Reliability of Exact

‘Reliability’ generally refers to the extent to which a test can be expected to give the same results when administered on a different occasion (test-retest reliability) or by a different administrator (inter-rater reliability), or to which the components of a test give consistent results (internal consistency). Note that this is not the same as the validity of the test (see Section 1.4).

Table 3. Reliability coefficients (Cronbach’s alpha) for the tests in Exact shows the coefficients of reliability for each of the Exact tests, calculated using Cronbach’s alpha statistic, which is a measure of the internal test consistency. Note that the reliability coefficients shown in the table are all high (around 0.9) except for the reading comprehension test, where the reliabilities are nearer 0.8. This is because reading comprehension scores are based on a relatively small number of test items. These results show that all the tests in Exact have satisfactory reliability.

Although test-retest reliability is frequently quoted in test manuals, this measure is problematic because students are likely to remember items and answers from the previous assessment, which results in confounding memory factors.
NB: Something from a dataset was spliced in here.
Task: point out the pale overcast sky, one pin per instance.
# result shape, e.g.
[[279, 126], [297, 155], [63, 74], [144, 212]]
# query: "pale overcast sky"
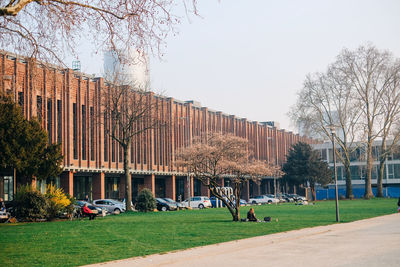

However, since Exact comprises two parallel forms, these can be compared in a test-retest situation, which is arguably a more satisfactory method of checking the test reliability since the test content is different in the two forms. To achieve this, Exact reading comprehension and spelling test data were collected from a total of 373 students aged 11-16 attending a large secondary academy in South London. The test-retest correlation coefficients over a period of six months were: spelling 0.757, reading comprehension accuracy 0.614, reading comprehension speed 0.511, these results all being statistically significant at p<0.001. (Word recognition and writing/typing to dictation were not tested in this project.) Given the nature of the reading comprehension test, with five increasingly lengthy and complex texts of different genres and on different topics, together with progressively challenging questions, this result clearly demonstrates satisfactory psychometric and educational integrity of the assessment methods.